Elias Myrlid

Personal information
- Full name: Elias Heggland Myrlid
- Date of birth: 4 August 2002 (age 24)
- Position: Striker

Team information
- Current team: Aalesund
- Number: 17

Youth career
- –2020: Os
- 2021–2022: Brann

Senior career*
- Years: Team / Apps / (Gls)
- 2018–2019: Os / 5 / (1)
- 2021–2023: Brann 2 / 42 / (39)
- 2023: Brann / 5 / (0)
- 2023: → Kristiansund (loan) / 3 / (0)
- 2023: → Kongsvinger (loan) / 10 / (2)
- 2024–2025: Hødd / 36 / (15)
- 2025–: Aalesund / 30 / (4)

= Elias Myrlid =

Norwegian footballer (born 2002)

Elias Myrlid (born 4 August 2002) is a Norwegian footballer who plays as a striker for Aalesunds FK.
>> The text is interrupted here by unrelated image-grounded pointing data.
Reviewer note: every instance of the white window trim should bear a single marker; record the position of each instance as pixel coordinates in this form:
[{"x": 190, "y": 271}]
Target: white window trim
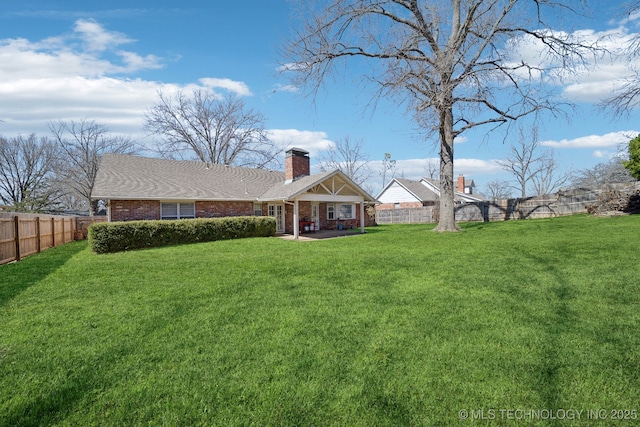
[
  {"x": 336, "y": 211},
  {"x": 178, "y": 209}
]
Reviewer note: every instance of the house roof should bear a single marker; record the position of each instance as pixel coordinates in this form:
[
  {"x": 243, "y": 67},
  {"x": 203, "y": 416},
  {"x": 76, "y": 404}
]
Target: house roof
[
  {"x": 428, "y": 189},
  {"x": 289, "y": 191},
  {"x": 126, "y": 177},
  {"x": 129, "y": 177},
  {"x": 418, "y": 189}
]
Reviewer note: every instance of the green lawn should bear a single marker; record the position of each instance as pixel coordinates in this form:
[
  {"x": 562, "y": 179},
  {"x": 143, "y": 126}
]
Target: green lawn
[{"x": 400, "y": 326}]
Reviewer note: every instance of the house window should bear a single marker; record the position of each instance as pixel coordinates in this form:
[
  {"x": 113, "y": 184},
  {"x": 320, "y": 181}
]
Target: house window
[
  {"x": 177, "y": 210},
  {"x": 331, "y": 211},
  {"x": 341, "y": 211},
  {"x": 346, "y": 211}
]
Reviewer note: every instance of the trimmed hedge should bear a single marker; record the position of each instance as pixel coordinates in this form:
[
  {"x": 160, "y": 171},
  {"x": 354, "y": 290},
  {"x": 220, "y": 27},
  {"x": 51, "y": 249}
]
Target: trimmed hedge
[{"x": 108, "y": 237}]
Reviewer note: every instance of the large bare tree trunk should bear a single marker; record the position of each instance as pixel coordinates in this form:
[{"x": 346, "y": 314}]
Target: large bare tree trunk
[{"x": 447, "y": 191}]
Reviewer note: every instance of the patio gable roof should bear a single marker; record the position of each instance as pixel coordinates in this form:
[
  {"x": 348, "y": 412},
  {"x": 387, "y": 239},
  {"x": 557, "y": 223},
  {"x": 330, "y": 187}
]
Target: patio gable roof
[{"x": 332, "y": 186}]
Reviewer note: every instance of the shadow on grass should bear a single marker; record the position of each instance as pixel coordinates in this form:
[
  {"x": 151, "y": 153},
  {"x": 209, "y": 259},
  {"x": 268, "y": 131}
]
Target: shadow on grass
[
  {"x": 19, "y": 276},
  {"x": 561, "y": 321},
  {"x": 91, "y": 374}
]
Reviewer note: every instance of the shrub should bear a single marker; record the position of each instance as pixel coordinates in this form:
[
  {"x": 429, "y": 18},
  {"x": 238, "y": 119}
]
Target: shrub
[{"x": 122, "y": 236}]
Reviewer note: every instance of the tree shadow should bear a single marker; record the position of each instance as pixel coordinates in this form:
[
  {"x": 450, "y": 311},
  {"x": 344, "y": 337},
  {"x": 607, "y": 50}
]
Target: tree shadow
[{"x": 16, "y": 277}]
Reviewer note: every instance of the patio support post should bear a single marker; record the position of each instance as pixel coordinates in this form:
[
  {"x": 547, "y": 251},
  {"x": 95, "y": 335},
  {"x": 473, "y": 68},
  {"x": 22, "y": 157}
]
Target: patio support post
[{"x": 296, "y": 222}]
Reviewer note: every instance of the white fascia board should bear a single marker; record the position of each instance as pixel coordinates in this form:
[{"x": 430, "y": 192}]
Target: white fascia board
[{"x": 310, "y": 197}]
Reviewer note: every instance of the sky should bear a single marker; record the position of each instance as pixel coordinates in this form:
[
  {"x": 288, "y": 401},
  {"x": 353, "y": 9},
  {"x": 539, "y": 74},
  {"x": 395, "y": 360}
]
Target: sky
[{"x": 107, "y": 61}]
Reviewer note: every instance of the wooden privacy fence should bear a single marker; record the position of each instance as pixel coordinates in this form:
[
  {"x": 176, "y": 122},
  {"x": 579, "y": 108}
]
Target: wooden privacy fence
[
  {"x": 566, "y": 202},
  {"x": 26, "y": 234}
]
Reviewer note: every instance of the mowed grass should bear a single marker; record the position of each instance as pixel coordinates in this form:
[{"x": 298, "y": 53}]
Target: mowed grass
[{"x": 400, "y": 326}]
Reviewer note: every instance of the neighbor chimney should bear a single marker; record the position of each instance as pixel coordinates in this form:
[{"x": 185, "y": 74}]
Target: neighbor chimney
[{"x": 296, "y": 164}]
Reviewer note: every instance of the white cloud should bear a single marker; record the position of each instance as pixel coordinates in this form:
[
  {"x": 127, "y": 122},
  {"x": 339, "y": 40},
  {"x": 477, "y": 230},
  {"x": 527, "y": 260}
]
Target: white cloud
[
  {"x": 312, "y": 141},
  {"x": 96, "y": 39},
  {"x": 611, "y": 139},
  {"x": 239, "y": 88},
  {"x": 286, "y": 88},
  {"x": 76, "y": 76}
]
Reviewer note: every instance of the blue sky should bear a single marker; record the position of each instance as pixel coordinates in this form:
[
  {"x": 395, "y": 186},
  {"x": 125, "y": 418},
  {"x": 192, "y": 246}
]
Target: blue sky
[{"x": 106, "y": 60}]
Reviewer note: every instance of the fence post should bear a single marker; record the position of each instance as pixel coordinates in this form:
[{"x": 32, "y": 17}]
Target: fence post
[
  {"x": 16, "y": 221},
  {"x": 38, "y": 234}
]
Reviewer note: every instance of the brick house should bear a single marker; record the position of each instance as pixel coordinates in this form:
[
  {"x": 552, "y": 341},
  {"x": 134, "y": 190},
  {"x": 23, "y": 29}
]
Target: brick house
[
  {"x": 403, "y": 193},
  {"x": 141, "y": 188}
]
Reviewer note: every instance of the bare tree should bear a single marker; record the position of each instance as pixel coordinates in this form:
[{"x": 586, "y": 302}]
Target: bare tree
[
  {"x": 498, "y": 189},
  {"x": 627, "y": 97},
  {"x": 388, "y": 169},
  {"x": 432, "y": 169},
  {"x": 83, "y": 144},
  {"x": 452, "y": 63},
  {"x": 530, "y": 163},
  {"x": 550, "y": 177},
  {"x": 27, "y": 173},
  {"x": 347, "y": 156},
  {"x": 603, "y": 173},
  {"x": 211, "y": 129}
]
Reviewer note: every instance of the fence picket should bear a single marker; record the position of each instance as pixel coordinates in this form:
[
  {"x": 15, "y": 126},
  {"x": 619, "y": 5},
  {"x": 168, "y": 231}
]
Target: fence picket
[{"x": 25, "y": 234}]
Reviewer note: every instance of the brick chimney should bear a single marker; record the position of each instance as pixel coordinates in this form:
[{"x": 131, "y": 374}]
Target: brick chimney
[
  {"x": 461, "y": 183},
  {"x": 296, "y": 164}
]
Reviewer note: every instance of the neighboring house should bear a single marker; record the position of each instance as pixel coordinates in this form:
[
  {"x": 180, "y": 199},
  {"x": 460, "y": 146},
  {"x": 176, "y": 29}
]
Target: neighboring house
[
  {"x": 405, "y": 193},
  {"x": 140, "y": 188}
]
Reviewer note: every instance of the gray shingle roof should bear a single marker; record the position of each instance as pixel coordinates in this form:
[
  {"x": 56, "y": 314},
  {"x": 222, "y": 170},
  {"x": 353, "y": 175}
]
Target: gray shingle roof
[
  {"x": 283, "y": 191},
  {"x": 125, "y": 177},
  {"x": 133, "y": 177}
]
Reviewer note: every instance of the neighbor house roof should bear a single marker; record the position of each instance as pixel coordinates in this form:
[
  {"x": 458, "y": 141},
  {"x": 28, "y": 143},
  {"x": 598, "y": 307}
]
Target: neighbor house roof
[
  {"x": 128, "y": 177},
  {"x": 418, "y": 189},
  {"x": 427, "y": 189}
]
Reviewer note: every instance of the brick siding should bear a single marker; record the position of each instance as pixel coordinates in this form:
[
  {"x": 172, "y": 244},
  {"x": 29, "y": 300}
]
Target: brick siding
[{"x": 134, "y": 210}]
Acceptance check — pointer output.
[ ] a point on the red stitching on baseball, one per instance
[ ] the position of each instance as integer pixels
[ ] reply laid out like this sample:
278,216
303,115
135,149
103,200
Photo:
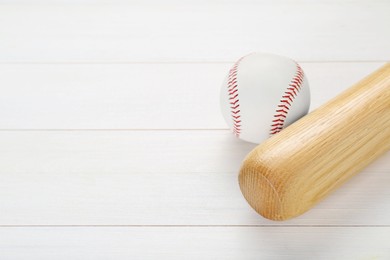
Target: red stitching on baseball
286,101
234,98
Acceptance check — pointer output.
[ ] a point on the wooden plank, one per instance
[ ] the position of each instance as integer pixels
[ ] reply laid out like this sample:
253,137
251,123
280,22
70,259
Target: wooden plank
154,178
136,96
195,243
194,31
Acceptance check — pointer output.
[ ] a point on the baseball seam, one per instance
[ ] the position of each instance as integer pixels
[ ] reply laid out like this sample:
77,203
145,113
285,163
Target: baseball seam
234,100
286,101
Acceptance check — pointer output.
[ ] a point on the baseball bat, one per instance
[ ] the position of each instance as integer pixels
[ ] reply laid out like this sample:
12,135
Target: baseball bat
290,172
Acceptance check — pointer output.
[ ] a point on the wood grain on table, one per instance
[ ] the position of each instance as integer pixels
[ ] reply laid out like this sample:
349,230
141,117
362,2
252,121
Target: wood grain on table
112,145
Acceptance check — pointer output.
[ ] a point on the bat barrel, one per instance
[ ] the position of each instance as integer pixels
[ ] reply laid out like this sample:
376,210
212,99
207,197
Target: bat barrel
293,170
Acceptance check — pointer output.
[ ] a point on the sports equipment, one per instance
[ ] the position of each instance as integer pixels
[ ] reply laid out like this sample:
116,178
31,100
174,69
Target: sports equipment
293,170
262,94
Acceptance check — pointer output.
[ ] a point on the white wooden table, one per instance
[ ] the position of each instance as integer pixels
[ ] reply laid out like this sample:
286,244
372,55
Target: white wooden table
112,145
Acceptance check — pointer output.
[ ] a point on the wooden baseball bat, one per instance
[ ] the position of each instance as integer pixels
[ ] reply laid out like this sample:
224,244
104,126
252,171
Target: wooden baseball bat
293,170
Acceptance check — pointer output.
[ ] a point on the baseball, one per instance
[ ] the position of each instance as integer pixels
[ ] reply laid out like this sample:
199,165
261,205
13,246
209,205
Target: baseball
262,94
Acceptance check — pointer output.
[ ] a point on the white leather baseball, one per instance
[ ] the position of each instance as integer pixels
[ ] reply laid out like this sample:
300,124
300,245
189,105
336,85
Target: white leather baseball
262,94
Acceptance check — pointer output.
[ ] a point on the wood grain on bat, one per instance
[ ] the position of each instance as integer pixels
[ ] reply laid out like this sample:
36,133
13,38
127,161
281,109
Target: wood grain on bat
293,170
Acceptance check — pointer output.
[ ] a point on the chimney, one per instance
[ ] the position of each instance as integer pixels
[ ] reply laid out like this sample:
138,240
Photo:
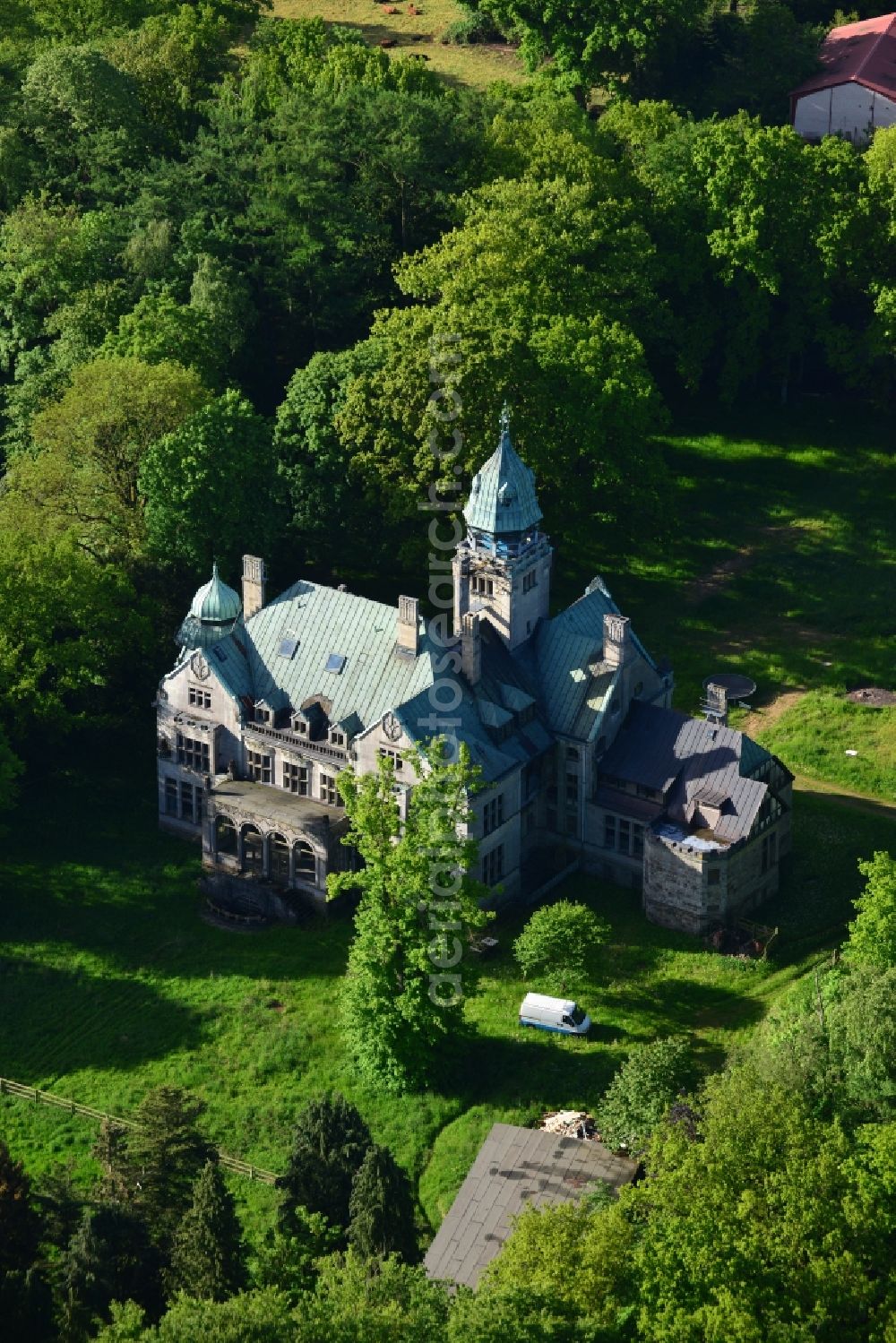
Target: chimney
716,705
408,624
254,579
470,648
616,640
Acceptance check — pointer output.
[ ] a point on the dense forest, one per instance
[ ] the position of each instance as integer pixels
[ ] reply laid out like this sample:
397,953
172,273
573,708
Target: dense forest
228,246
230,250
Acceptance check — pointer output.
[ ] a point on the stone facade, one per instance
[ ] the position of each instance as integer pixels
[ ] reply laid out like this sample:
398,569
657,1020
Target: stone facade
583,762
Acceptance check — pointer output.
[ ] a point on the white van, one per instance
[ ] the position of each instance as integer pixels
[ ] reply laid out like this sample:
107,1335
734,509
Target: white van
556,1014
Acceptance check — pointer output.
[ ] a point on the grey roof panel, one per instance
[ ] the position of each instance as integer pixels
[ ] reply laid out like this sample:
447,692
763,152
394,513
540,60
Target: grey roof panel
514,1167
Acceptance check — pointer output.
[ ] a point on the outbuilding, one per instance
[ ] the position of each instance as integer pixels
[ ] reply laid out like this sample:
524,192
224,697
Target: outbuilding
855,91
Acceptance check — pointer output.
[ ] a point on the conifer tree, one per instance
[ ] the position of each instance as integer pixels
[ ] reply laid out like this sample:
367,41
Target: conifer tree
382,1209
19,1222
207,1257
109,1259
330,1146
408,977
166,1155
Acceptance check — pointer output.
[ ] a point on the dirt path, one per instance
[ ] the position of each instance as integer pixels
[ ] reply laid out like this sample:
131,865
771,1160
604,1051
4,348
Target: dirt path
845,796
762,719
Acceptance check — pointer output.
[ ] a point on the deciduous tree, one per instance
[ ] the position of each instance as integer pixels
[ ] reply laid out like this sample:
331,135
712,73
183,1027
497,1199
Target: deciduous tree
559,943
402,1000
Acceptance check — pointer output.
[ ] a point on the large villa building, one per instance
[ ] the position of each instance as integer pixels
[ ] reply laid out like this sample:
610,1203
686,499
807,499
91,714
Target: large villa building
583,761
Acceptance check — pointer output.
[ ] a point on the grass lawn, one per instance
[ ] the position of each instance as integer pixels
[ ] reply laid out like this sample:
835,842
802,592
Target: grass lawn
780,564
112,984
416,35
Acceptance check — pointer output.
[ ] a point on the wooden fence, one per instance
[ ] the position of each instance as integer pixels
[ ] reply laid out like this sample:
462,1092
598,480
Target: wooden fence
73,1106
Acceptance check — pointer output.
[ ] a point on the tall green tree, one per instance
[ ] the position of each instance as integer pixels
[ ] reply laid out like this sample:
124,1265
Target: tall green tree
207,1254
559,943
210,487
19,1219
382,1209
90,444
328,1149
408,976
109,1259
872,935
166,1154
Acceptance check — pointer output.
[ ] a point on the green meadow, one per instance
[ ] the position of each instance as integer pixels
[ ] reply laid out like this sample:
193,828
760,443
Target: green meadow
782,565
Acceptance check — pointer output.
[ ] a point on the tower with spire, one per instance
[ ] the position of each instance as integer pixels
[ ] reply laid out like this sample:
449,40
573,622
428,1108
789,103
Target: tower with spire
503,565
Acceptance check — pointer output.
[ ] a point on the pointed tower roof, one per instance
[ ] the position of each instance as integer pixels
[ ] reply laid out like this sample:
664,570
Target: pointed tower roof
503,497
215,603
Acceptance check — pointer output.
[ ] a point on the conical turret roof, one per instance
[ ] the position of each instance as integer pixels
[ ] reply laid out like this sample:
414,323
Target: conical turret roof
503,497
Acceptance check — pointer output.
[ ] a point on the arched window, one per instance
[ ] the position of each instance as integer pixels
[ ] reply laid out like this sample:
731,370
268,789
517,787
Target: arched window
253,850
225,836
306,861
279,856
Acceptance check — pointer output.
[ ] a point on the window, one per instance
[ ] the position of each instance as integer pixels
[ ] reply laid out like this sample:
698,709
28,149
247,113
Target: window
253,850
279,856
493,865
260,766
493,814
306,863
225,836
194,753
296,778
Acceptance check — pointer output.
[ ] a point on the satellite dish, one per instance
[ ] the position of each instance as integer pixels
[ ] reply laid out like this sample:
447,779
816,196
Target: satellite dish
735,685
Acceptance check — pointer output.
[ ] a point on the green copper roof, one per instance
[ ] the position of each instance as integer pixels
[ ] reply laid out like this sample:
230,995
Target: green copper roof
215,602
503,497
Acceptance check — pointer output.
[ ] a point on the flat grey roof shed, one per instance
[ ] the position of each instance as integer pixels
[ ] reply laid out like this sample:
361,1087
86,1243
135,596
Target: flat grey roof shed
514,1168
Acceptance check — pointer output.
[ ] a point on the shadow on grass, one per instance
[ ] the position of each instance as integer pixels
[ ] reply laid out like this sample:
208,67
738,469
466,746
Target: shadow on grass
85,1022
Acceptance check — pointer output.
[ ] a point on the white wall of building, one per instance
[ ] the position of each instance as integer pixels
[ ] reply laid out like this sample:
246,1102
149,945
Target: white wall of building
849,110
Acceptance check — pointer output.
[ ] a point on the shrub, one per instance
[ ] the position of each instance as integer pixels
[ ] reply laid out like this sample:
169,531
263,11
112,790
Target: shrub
643,1090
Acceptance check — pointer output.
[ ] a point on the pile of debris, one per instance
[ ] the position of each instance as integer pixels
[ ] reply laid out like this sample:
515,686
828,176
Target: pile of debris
570,1123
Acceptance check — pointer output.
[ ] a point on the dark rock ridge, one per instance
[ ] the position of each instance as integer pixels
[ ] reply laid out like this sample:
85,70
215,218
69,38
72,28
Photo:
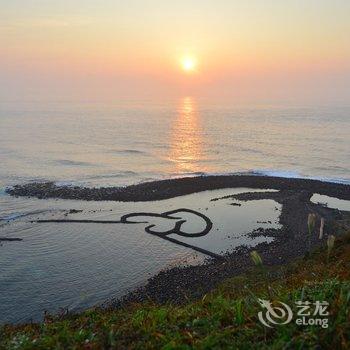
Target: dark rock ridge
164,189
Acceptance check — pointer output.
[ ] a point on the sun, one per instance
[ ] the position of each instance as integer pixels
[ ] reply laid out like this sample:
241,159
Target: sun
188,64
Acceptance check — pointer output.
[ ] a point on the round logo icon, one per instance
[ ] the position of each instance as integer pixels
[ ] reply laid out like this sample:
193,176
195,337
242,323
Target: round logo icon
274,314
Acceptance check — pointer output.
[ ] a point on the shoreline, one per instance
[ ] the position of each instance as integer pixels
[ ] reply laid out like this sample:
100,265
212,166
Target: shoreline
165,189
179,284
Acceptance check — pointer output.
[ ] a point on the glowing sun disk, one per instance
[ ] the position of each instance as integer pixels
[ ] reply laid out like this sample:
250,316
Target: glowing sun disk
188,64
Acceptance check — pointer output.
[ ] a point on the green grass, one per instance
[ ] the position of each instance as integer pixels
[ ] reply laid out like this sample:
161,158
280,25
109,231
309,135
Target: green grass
225,318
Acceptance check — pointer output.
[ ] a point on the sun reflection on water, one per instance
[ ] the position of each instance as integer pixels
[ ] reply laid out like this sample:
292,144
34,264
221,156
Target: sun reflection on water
186,149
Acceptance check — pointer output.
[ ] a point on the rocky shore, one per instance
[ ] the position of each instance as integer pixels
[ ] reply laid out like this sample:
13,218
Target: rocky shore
164,189
181,283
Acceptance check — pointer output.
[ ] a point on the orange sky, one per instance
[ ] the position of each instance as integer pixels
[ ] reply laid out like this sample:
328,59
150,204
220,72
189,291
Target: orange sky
265,50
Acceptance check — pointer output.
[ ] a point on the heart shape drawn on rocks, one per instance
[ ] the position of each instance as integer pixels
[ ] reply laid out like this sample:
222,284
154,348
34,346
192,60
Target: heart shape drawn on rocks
169,215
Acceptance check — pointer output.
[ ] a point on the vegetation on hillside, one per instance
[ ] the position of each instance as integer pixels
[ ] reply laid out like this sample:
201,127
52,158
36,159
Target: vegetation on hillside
225,318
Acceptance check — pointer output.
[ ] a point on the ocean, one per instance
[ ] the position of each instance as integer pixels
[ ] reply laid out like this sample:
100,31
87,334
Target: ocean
78,265
122,143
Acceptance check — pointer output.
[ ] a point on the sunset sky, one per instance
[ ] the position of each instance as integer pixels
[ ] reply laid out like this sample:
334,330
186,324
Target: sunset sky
291,51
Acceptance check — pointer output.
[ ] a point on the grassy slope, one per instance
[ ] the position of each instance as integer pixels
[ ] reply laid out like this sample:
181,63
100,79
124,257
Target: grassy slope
226,318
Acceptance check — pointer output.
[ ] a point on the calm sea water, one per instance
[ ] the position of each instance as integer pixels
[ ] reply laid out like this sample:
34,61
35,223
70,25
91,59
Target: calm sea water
79,265
130,142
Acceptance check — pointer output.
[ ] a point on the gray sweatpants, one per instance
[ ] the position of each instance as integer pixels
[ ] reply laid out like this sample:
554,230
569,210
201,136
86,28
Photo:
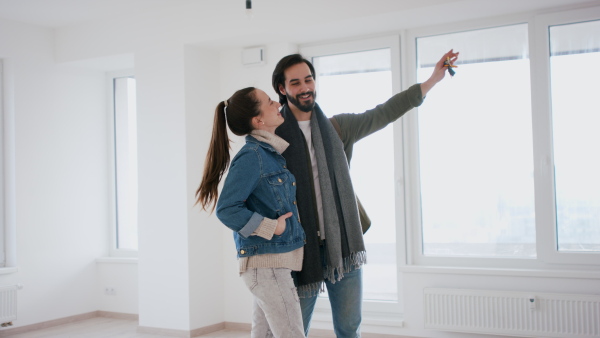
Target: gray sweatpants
276,305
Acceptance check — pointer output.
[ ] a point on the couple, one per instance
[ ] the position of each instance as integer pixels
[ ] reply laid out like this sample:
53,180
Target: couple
289,199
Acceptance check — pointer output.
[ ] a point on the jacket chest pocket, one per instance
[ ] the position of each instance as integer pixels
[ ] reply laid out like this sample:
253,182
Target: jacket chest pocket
279,184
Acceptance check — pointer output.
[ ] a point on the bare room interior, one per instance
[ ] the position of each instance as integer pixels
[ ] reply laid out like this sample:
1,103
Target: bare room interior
484,200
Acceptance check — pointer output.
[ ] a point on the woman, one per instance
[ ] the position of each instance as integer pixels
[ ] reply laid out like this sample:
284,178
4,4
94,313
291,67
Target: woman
258,203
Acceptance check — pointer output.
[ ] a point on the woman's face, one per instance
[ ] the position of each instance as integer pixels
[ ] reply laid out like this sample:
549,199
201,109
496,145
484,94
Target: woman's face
270,118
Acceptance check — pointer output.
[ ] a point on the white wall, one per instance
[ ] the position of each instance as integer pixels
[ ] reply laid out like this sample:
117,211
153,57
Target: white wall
61,176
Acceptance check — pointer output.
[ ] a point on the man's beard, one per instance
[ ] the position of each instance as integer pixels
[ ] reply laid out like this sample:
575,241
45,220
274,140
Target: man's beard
308,107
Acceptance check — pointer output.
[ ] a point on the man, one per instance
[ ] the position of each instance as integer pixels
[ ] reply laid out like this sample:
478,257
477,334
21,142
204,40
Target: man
318,155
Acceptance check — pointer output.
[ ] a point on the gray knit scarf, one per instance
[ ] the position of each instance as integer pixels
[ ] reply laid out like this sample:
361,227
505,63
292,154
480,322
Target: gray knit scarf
345,246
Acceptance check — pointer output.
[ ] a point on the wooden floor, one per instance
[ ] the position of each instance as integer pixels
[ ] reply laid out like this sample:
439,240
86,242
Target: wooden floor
103,327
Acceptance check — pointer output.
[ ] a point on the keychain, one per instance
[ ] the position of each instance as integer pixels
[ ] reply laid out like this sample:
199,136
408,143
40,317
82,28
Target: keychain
449,66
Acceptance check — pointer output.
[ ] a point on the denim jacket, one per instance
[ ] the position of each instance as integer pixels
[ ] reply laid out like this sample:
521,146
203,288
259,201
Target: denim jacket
259,185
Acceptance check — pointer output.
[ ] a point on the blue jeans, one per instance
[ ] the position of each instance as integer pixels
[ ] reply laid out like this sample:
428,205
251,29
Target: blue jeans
345,298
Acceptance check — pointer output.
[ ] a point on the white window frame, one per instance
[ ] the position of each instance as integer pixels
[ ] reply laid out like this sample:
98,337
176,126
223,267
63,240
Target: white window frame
7,172
375,312
543,153
113,250
548,257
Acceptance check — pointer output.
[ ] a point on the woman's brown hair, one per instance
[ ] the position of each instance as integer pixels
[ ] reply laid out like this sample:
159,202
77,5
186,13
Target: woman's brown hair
237,112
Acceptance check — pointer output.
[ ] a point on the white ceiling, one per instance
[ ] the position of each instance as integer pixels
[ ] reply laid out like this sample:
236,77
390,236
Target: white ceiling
62,13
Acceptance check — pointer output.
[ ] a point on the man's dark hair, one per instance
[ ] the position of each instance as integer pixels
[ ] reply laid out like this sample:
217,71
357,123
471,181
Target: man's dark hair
282,65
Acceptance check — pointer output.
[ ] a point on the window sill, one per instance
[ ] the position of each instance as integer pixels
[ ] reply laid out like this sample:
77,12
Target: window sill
116,260
580,274
8,270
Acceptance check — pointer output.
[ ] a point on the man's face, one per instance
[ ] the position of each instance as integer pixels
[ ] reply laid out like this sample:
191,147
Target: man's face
299,87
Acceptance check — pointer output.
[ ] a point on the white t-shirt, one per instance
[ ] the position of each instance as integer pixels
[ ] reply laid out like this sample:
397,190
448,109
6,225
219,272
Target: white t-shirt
305,127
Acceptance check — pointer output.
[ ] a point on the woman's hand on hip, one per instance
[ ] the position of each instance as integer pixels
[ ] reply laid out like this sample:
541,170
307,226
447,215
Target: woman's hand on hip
281,223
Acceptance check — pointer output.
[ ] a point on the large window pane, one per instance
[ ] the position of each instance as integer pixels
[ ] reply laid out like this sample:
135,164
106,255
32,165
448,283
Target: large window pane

He started his youth career in Os TF, making his first-team debut in 2018 against Telavåg, and even scoring on his debut. Having played sparingly for Os, the 2020 season (below the Second Division) was then cancelled in 2020, with Myrlid therefore only playing youth football for Os that season. In 2021 he moved to the academy of SK Brann.

His performances for Brann's senior B team were stellar, scoring 16 goals in just 11 games in 2021, followed by 17 goals in 2022. The team was subsequently promoted from the Third Division, but Myrlid also managed 6 goals in 7 matches in the 2023 2. divisjon. Nevertheless, he was told by B team coach Azar Karadas to lead a more professional lifestyle.

At the start of 2023, Myrlid was loaned out to second-tier club Kristiansund. After only three games, Brann mandated his return; at this time he signed his first contract with the senior team. Myrlid's Eliteserien debut for Brann came in the 16 May Game of 2023. He totaled five appearances in Eliteserien in addition to five cup matches, before being loaned out again, this time to Kongsvinger. Here, he again scored on his debut, against Ranheim.

Having returned to Brann, he was bought by IL Hødd at the very end of the 2024 winter transfer window. As Myrlid scored 9 goals in the 2024 2. divisjon and 6 goals in the first half of the 2025 1. divisjon, he was bought out by rivals Aalesunds FK. Swedish second-tier club Helsingborgs IF was also in contention to sign the striker.

In the 2026 Norwegian Cup, Myrlid scored a hat-trick for Aalesund in the first round, and followed up with two goals in the second round.